Bendito sea el Dios y Padre de nuestro Señor Jesucristo, Padre de misericordias y Dios de toda consolación,

el cual nos consuela en todas nuestras tribulaciones, para que podamos también nosotros consolar a los que están en cualquier tribulación, por medio de la consolación con que nosotros somos consolados por Dios.

Porque de la manera que abundan en nosotros las aflicciones de Cristo, así abunda también por el mismo Cristo nuestra consolación.

Pero si somos atribulados, es para vuestra consolación y salvación; o si somos consolados, es para vuestra consolación y salvación, la cual se opera en el sufrir las mismas aflicciones que nosotros también padecemos.
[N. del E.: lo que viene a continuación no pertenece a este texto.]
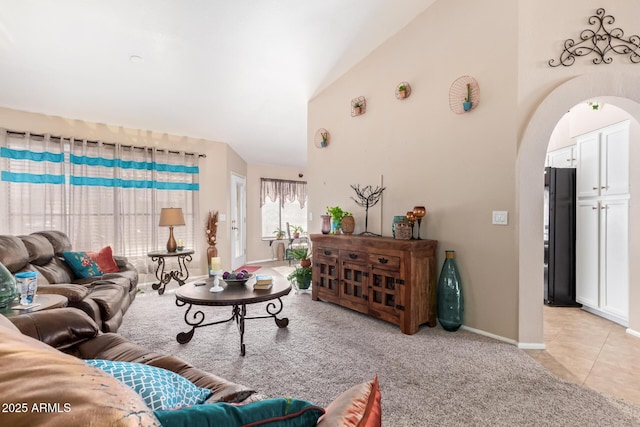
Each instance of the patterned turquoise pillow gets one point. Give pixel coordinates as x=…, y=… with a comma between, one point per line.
x=82, y=264
x=161, y=389
x=271, y=412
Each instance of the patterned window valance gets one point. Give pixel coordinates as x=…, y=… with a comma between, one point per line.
x=283, y=191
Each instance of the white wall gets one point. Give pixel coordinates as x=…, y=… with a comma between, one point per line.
x=460, y=166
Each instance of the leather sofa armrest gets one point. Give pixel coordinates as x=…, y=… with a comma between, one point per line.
x=60, y=327
x=74, y=293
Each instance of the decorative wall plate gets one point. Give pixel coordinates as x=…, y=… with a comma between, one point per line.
x=321, y=139
x=458, y=92
x=358, y=106
x=403, y=90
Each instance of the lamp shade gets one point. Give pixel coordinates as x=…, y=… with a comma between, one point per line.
x=170, y=217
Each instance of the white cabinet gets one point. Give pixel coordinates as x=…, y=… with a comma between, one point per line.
x=602, y=222
x=614, y=278
x=603, y=162
x=588, y=253
x=562, y=158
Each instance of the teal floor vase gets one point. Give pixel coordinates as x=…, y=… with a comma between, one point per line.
x=449, y=295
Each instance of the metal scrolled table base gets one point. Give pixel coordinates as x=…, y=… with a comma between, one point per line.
x=180, y=275
x=238, y=313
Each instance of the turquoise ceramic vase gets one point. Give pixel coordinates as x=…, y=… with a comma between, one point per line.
x=450, y=299
x=8, y=289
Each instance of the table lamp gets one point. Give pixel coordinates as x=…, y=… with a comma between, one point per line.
x=169, y=217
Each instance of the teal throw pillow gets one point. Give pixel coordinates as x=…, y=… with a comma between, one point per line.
x=160, y=388
x=82, y=264
x=269, y=413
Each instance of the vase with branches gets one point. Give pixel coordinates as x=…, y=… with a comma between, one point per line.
x=367, y=197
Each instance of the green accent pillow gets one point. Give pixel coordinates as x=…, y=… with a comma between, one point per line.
x=82, y=264
x=270, y=413
x=160, y=388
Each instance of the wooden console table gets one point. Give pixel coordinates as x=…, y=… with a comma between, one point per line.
x=392, y=280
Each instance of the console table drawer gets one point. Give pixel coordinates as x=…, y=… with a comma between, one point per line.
x=384, y=262
x=327, y=252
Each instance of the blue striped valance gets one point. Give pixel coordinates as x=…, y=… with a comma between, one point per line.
x=132, y=183
x=33, y=178
x=35, y=156
x=129, y=164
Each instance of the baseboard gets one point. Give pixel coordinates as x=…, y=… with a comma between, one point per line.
x=633, y=333
x=489, y=334
x=616, y=319
x=531, y=346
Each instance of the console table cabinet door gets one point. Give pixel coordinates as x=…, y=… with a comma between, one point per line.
x=325, y=273
x=353, y=284
x=392, y=280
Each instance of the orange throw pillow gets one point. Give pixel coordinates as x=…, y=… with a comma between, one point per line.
x=105, y=260
x=357, y=407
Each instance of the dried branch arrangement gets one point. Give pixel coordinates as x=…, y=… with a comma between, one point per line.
x=367, y=197
x=211, y=227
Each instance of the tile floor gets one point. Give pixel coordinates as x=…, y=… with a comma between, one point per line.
x=591, y=351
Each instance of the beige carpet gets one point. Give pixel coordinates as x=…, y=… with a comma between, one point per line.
x=430, y=378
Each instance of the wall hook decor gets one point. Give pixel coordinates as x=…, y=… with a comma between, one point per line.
x=403, y=90
x=464, y=94
x=358, y=106
x=600, y=42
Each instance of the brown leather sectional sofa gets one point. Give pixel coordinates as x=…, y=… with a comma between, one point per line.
x=45, y=382
x=105, y=298
x=38, y=369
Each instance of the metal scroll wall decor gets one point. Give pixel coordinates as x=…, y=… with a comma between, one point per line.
x=601, y=42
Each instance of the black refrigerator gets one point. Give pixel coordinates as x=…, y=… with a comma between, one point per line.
x=560, y=237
Y nuestra esperanza respecto de vosotros es firme, pues sabemos que así como sois compañeros en las aflicciones, también lo sois en la consolación.


Busque la palabra “consuelo” en un diccionario y encontrará como definición “algo que genera un estado de bienestar o proporciona libertad contra el dolor y la ansiedad”. Pero, de acuerdo con la Palabra de Dios, cuando se necesita el consuelo, la única solución verdadera es el Espíritu Santo que mora en nosotros. En el griego, se le llama paraklētos, que significa “el que está al lado de uno; el que viene en ayuda de uno”. Los creyentes no tenemos que depender de remedios externos o de distracciones para serenar nuestra mente, porque la ayuda puede obtenerse del Consolador supremo.


Aun antes de que el Espíritu Santo fuera enviado para morar en los creyentes (Jn 14.26; Ef 3.16), la Palabra de Dios identificaba a Dios como el que consuela a su pueblo (Is 40.1; 49.13). El Señor proporciona tranquilidad y consuelo, porque nadie conoce nuestro dolor de la manera que Él lo hace.


Me gusta esta cita anónima: “Cuando entramos en el horno de la aflicción, su mano está en el termostato y su ojo en el reloj”. Dios permite las dificultades y, como resultado, nos convertimos en creyentes más fuertes, siervos más sabios y personas más humildes. Pero Él permanece a nuestro lado durante toda la experiencia, sosteniéndonos y limitando la intensidad y la duración de nuestra angustia. El susurro tranquilizador del Espíritu Santo da más consuelo que el apoyo de la familia o el aliento de los amigos.


Las personas que no entienden la verdadera fuente de consolación, tratan de escapar de su dolor. Buscan placeres, cosas materiales o drogas y alcohol para que les calmen. Pero solo Dios puede ofrecer un alivio duradero de la aplastante presión de la angustia. Él, incluso, trae alegría en los tiempos de aflicción.